Factors Associated With Unreliable Liver Stiffness Measurement Of Hepatitis C Virus Patients

Hepatitis C Virus (HCV) is a tiny enveloped RNA virus, whose genomic RNA is single-stranded with positive polarity including a 5’un-translated regions (UTR), an open reading frame (ORF) and 3’UTR. The most conserved region is the 5’UTR usually being selected as the target of choice for HCV genome detection, while envelope glycoproteins in ORF have the most variable region, especially envelope proteins (E2) contains hypervariable regions causing up to 80% differences between HCV isolates. HCV infection regulates signaling and pathways of metabolic and leads host antiviral immune response resulting in chronic inflammation, which contributes to liver fibrogenesis.

HCV takes up over 15% cases of acute hepatitis. 50% to 80% of HCV patients will contract chronic infection after acute infection. About 170 million people suffer from HCV worldwide and each year more than 350 thousand individuals are dead due to the diseases related to HCV. Liver fibrosis is regarded as a response of chronic liver injury because of redundant accumulation of extracellular matrix (ECM) proteins.

The hepatic stellate cell (HSC) is the crucial fibrogenetic factor to response liver injury and experience transformation to proliferative and contractile myofibroblasts once activated by the stimuli of inflammation. The balance between deposition and dissolution of ECM proteins would be destroyed by activated HSCs that are the constituent of ECM production, bringing about the process from fibrotic scarring to liver cirrhosis. The pathology development of chronic hepatitis C (CHC) can be accountable for the cumulation of liver fibrosis. The accumulation of liver fibrosis can cause cirrhosis and end-stage liver complications. Patients are diagnosed with absent or mild fibrosis having a risk about 25% of developing cirrhosis over next 20 years. It is initial to identify the stage the liver stage of patients for clinical management. In order to diagnose the HCV infection for infected persons, Fibroscan is employed for staging liver fibrosis and monitoring both the disease progression and treatment efficacy at the same time.

The principle of Vibration Controlled Transient Elastography (VCTE) which Fibroscan followed is that a vibrator is used at the skin surface to transmit a vibration of mild amplitude and low frequency (50 Hz) through the intercostal space. An elastic shear wave propagating through the hepatic tissue is induced by the vibration. The velocity of the shear wave tightly connected to tissue stiffness is identified as a result of the use of pulse echo ultra-sound acquisition. The degree of hardness of tissue is positively correlated to the speed of shear wave propagation. In other words, the harder the tissue, the faster the shear wave. The liver stiffness is expressed in kilopascal (kPa), which is computed from velocity. S2 probes were developed for children and lean patients. M probes were suitable for most population. XL probes were designed for obese patients.

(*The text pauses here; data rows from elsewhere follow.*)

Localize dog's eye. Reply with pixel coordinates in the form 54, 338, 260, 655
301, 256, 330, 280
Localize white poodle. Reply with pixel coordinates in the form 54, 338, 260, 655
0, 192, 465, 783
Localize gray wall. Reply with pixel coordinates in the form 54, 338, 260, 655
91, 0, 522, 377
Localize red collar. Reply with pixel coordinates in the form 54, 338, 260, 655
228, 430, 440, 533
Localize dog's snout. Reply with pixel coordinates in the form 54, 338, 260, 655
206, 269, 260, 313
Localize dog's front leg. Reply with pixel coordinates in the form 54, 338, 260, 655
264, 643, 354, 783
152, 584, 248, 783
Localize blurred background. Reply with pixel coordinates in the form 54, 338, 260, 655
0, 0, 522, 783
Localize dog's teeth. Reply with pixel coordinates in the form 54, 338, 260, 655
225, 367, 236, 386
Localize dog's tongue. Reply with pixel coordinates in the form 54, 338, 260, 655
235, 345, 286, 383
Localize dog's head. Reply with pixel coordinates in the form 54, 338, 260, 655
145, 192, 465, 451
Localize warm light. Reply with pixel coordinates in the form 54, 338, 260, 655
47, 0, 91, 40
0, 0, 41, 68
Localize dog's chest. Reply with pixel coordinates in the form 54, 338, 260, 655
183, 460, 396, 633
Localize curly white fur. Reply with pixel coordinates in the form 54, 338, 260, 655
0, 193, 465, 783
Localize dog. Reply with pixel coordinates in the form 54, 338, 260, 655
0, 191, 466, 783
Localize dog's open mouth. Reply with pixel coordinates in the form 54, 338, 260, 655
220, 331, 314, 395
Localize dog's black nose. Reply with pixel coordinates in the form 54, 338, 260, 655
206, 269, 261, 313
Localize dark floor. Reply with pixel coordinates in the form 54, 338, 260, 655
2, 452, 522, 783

Liver biopsy which used to be considered as a gold standard assessment for evaluating the stage of fibrosis classification is invasive and related to complications (pain and bleeding), sample error, observer variability, required hospitalization and high cost. The procedure of a liver biopsy is accomplished by inserting a thin needle into the liver for collecting a small piece of tissue. The sample tissue would be fixed, paraffin-embedded and stained for staging. Compared to Liver biopsy, Fibroscan is novel non-invasive and inexpensive. But Myers’s research showed that one in seven cases was discordant between transient elastography and liver biopsy. TE error was responsible for 40% of discordances and biopsy error was responsible for 23% of discordances.

A technical review from Singh et al. (2017) believed that VCTE had good sensitivity and specificity, as well as low false positive and false negative rate for adults with chronic HCV. Nezam et al. (2015) confirmed excellent performance of VCTE for detecting fibrosis F2 (area under the receiver operating characteristic curve, AUROC of 0. 89), advanced fibrosis F3 (AUROC, 0. 92) and cirrhosis F4. TE had superior ability for staging cirrhosis in HIV-HCV co-infection patients with 94% accuracy. However, based on the meta-analysis from Tsochatzis et al (2010), Fibroscan did not always provide the excellent sensitivity and specificity in different stages of liver stiffness. Liver stiffness measurement (LSM) failure is defined as no valid shots and unreliable examinations mean fewer than 10 valid shots, ratio interquartile range /median value of liver stiffness measurement (IQR/LSM)>0. 3 or a success rate <0. 6.

High body mass index (≥30kg/m^2) was the most common cause of unsuccessful elastography measurements in Tsochatzis’s research. Besides, a 5-year prospective study designed to analyze the factors accounting for LSM failure and unreliable results from Caste ́ra et al (2009) presented that obesity, especially increased waist circumference, and limited operator experience should account for nearly one in five cases of invalid measurements. Armstrong et al. (2013) affirmed that minimal operator training (≥10 observed on patients) was essential to require a valid liver stiffness evaluation. Lucidarme et al. (2008) held opposite views that success rate did not affect the accuracy of the diagnosis of the hepatic.